Now I’m selling all my books, trying to own as few as possible. I don’t quite know what that means. Nevertheless, I found myself in the bookstore remembering how it feels to be there. Scanning shelves of well-worn books until something catches the eye -- a familiar name, a funny title. It’s the most relaxing kind of paying attention.
Something did catch my eye. A boring-looking paperback with a baseball player on the cover. I don’t like baseball and don’t know the author, but the book was instantly familiar. I’ve owned it. For a decade, no less. At some point in my childhood I got it; maybe from a free box somewhere or the school library that was always trying to get rid of old books.
I eagerly sank into it, looking for familiar words, looking to be transported into the past. But something went wrong. I had too much reference. I’ve now heard of Joe DiMaggio and I knew what it meant when it described Boston as a town mad for baseball. I understood the big words. It didn’t transport me anywhere. It might as well have been a different book. For all I remember it, it is a different book.

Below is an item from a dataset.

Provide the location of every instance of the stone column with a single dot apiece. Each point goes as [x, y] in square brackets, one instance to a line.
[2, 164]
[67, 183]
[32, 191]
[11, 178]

I didn’t buy it. Instead, I walked away wondering what’s changed. Why I don’t remember it, why I don’t want to read it. I was no more interested in baseball when I was younger but now the time to read it is somehow more valuable, somehow not worth it. Why did reading a book I only half understood about a subject I don’t care about make sense when I was eleven but not nowadays when I might actually get it? I don’t think it’s about having a job or the ability to buy other books or even having a more clear set of preferences. It’s about curiosity I no longer have.
At least I’m going to go back to the bookstore. After all, I only got to the Bs.